Games as stylistic as Cuphead have often disappointed once you pick up a controller and actually try to play them, but this title absolutely shines in its technical construction. Once you get past the introductory cutscene and brief tutorial, you open the door to a beautiful overworld map reminiscent of the Super Mario series or The Legend of Zelda titles. To access and progress on the map, you have to defeat one of three level types: bosses, run-and-gun, and bullet hell. Having the bosses and levels separate from each other is a fascinating idea that allows the player to change gameplay style if they are stuck on a level and want a bit of variation. When you battle the bosses, you can choose standard difficulty or easier. Progression of the game is limited for players who only defeat the bosses in the simple mode.

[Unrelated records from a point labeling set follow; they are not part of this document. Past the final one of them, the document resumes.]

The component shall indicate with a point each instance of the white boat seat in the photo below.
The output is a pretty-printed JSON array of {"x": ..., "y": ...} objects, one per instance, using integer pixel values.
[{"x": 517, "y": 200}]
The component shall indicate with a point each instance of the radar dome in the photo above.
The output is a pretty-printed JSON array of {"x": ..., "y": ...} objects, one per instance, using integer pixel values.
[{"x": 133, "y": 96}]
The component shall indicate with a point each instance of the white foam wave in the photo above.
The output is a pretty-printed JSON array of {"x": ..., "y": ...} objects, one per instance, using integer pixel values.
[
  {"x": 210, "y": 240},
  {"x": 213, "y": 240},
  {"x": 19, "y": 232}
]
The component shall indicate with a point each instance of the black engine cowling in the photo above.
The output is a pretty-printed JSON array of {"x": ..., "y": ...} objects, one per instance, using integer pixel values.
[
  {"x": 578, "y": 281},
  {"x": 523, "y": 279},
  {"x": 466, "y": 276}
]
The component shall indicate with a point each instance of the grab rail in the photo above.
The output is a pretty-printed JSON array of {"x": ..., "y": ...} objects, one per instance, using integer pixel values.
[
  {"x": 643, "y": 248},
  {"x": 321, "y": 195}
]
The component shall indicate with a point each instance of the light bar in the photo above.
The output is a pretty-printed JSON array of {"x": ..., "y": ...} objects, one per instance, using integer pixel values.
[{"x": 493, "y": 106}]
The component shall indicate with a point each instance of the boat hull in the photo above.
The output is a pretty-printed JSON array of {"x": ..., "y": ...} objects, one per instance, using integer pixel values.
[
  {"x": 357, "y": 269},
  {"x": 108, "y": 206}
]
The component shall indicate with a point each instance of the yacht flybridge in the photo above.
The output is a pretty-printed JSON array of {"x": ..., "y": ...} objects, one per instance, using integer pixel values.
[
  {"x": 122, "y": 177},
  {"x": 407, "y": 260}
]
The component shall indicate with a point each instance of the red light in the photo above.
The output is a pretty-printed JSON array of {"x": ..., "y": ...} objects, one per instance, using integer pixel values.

In Conclusion, Cuphead is not just another video game release. I feel it is the beginning of a new era of games, games that will choose more stylistic looks rather than just cramming more pixels and sharper textures into the image. This game does what all good games do at their hearts: it entertains you. For that reason (and for the incredibly attractive price of $19.99), don’t wait for a birthday or holiday to buy this for your child or yourself; buy it immediately and give your family a few fall nights of joy, laughter, and a bit of frustration.
Cuphead is available for $19.99 on XBOX One, GOG, Steam, and Windows 10 Marketplace.